It’s amazing how much you forget, off chasing your dreams, growing up, striking out sometimes, and hopefully squeezing off a few homeruns, too. I’d forgotten the thrill of trying to figure out a creative way to break in at two o’clock in the morning after being locked out. I’d forgotten the guilt of waking up and realizing that it was lunch you were smelling being cooked, not breakfast. Sadly enough, I’d forgotten how nice it was to be close to my family again.
I felt old as I drove around my old haunts the other night. The strip (every small town has one and ours extends from Hardees to the Shell Mart) had a whole new crowd that I’d never seen before. My old high school has been abandoned, traded off from some pretty new thing built on the edge of town, complete with a new stadium and everything. Even the neighborhood grocery store is staffed by a whole new generation of pimply-faced bag-boys, none of which I know. I’m being sentimental and ridiculous, I know, but being back here has stirred up feelings I thought I’d left behind.

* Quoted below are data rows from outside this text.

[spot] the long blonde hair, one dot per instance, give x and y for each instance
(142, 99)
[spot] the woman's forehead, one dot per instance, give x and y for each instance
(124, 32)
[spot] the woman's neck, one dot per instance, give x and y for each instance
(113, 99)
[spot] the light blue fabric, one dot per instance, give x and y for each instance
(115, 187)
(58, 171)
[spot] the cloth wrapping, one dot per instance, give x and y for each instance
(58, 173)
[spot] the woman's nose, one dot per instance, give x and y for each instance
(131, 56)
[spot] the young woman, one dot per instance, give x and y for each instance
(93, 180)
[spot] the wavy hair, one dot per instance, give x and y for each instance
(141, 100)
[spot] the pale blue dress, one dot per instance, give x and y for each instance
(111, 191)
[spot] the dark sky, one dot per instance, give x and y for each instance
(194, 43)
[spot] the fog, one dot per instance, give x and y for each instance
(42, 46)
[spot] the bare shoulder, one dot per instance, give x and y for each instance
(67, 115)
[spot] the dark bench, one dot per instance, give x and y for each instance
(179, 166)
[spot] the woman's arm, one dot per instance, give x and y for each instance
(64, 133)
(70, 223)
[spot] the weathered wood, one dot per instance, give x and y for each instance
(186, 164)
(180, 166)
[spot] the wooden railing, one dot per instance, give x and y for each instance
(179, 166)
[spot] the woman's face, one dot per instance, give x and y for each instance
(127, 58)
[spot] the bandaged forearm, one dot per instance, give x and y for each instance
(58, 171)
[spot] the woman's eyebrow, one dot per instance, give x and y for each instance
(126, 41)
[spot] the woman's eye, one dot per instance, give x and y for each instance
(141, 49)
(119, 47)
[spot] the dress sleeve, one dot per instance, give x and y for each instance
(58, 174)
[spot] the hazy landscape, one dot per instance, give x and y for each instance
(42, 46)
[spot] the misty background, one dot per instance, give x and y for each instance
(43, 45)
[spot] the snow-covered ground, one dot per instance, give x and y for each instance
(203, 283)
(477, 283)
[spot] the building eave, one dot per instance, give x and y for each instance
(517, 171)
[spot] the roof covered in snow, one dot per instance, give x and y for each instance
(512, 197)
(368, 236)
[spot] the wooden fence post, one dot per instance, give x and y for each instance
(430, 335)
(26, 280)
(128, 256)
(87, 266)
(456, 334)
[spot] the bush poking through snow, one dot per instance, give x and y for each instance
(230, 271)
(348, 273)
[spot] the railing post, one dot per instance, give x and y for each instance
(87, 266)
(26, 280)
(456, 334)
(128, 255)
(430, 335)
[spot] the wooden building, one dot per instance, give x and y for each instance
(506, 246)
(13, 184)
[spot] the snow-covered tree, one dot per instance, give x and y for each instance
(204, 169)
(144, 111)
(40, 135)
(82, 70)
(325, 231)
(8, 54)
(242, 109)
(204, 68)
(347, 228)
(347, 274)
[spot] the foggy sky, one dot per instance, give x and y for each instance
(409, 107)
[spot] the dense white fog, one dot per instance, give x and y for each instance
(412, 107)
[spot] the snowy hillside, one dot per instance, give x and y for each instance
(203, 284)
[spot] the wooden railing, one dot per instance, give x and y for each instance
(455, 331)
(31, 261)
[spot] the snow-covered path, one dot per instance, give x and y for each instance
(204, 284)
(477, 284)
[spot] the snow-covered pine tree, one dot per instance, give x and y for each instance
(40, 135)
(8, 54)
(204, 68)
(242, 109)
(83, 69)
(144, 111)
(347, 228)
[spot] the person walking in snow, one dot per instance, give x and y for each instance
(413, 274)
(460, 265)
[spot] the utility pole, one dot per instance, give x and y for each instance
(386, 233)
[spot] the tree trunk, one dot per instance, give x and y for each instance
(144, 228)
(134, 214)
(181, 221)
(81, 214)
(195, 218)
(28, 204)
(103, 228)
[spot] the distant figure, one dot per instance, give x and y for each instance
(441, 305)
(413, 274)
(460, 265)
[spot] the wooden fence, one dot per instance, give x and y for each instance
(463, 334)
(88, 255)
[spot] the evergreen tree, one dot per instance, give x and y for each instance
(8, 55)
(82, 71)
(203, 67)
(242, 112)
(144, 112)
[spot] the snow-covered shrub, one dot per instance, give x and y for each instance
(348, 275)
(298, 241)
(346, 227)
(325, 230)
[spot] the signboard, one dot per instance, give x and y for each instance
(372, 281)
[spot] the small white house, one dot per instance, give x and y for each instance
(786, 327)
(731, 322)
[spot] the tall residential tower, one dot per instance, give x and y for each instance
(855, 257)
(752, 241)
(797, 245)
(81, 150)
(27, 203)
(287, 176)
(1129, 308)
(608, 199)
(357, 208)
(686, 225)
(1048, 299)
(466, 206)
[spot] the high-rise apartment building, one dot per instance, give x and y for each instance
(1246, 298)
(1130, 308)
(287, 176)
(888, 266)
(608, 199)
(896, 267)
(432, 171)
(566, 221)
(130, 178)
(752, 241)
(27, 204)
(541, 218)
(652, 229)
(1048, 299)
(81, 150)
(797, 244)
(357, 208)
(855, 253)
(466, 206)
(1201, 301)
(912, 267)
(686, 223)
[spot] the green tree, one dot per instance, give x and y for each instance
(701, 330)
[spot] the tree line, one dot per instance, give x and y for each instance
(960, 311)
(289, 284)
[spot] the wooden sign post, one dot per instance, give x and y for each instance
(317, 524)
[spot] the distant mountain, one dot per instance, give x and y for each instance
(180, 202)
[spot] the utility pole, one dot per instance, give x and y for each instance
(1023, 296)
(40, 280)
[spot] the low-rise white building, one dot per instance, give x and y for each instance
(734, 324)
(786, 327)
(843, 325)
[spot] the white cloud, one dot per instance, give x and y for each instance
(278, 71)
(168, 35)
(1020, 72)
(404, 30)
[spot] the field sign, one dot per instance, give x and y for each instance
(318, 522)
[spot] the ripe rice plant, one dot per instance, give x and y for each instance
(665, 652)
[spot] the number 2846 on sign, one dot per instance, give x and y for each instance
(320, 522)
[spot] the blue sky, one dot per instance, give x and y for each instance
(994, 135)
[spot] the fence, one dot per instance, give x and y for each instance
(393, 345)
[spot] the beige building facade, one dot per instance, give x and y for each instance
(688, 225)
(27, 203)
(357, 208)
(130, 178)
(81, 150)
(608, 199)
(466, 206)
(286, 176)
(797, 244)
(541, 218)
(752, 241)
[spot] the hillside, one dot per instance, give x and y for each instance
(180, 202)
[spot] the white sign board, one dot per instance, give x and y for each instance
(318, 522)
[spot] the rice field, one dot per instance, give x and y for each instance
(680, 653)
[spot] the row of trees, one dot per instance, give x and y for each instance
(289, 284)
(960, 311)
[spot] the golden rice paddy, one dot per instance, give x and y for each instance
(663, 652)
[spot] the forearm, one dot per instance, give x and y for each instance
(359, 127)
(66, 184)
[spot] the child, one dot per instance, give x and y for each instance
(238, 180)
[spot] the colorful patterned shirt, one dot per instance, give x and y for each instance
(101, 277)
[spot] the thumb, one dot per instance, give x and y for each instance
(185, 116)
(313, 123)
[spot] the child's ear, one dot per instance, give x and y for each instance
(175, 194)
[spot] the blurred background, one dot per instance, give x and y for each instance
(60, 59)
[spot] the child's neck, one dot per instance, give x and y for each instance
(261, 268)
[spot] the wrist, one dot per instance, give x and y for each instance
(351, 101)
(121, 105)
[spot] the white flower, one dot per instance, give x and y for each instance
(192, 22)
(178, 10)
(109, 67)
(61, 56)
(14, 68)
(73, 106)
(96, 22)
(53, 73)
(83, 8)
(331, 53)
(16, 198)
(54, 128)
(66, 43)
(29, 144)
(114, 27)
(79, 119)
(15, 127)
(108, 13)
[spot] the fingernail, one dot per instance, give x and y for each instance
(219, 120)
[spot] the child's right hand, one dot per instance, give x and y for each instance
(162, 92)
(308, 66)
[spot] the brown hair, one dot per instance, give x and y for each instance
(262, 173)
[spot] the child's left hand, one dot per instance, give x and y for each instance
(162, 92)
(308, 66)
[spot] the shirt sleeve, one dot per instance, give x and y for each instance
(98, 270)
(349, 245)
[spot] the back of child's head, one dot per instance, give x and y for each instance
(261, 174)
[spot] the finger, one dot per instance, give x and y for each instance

You see, I’ve taken to being painfully honest with myself over the past few years (though it’s recently been more honestly painful than painfully honest), mostly because I have a tendency to try to fool myelf into being people I admire rather than being Ben. Basically, it’s pretty much an ongoing war with me, myself, and all our little issues and insecurities.
Today I scared myself really badly. I was riding the four-wheeler around my neighborhood (which was nostalgic to begin with) and I realized after about thirty or forty minutes that I was completely clocked out. I had no clue where I had been or how many times I’d driven around on autopilot. That wasn’t the scary part. The scary part was that I was fantasizing about what my life might have been like had I done a “better job” of my life up till now, specifically high school.
Somehow or another, the sweet, fresh air seemed tainted with regret…my regret. Not so much regrets as just plain old regret. So why am I saying this? Why am I admitting to this? Why am I committing the ultimate man-sin and talking about my feelings?
Well, it’s sort of a purging ritual, I guess. It’s poison to sit around all the time wondering “what might have been” or “where would I be?” The point is that I have made some bad choices, yes, but I’ve also made some very good ones. I know that I’m exactly where I belong doing exactly what I should be doing whether I’m “successful” at it or not, and I know that I have amazing friends who love me not because of who I might have been, but because of who I am.
Also, I’m a baby. I’m only twenty-two years old. With any luck, I’ve only lived a quarter of my life. I’m way too young to be having the kinds of regret you sit around and mull over, and at least I have actually DONE something to regret. Some people live their lives with no adventure or no excitement. I’d be lying through my teeth if I said my life wasn’t exciting.
Basically, what I’m trying to say is this: Maybe you’ve let regrets get you down lately like I have. Maybe you are regretting things right now. Regrets aren’t all bad, I guess. I mean, we can learn stuff from them, sure, but you should never let your regrets of the past steal time from the present, because there’s not time like the present to make memories for your future. Okay, that was kinda Hallmark-ish, but you get what I mean.
Maybe there’re some folks out there with me who will recommit to themselves to live a life, not without regret, but not ruled by regret. May we all have the strength to be who God has created us to be, to be worthy of our purpose, and unenbumbered by the hazy uncertain of what could have been.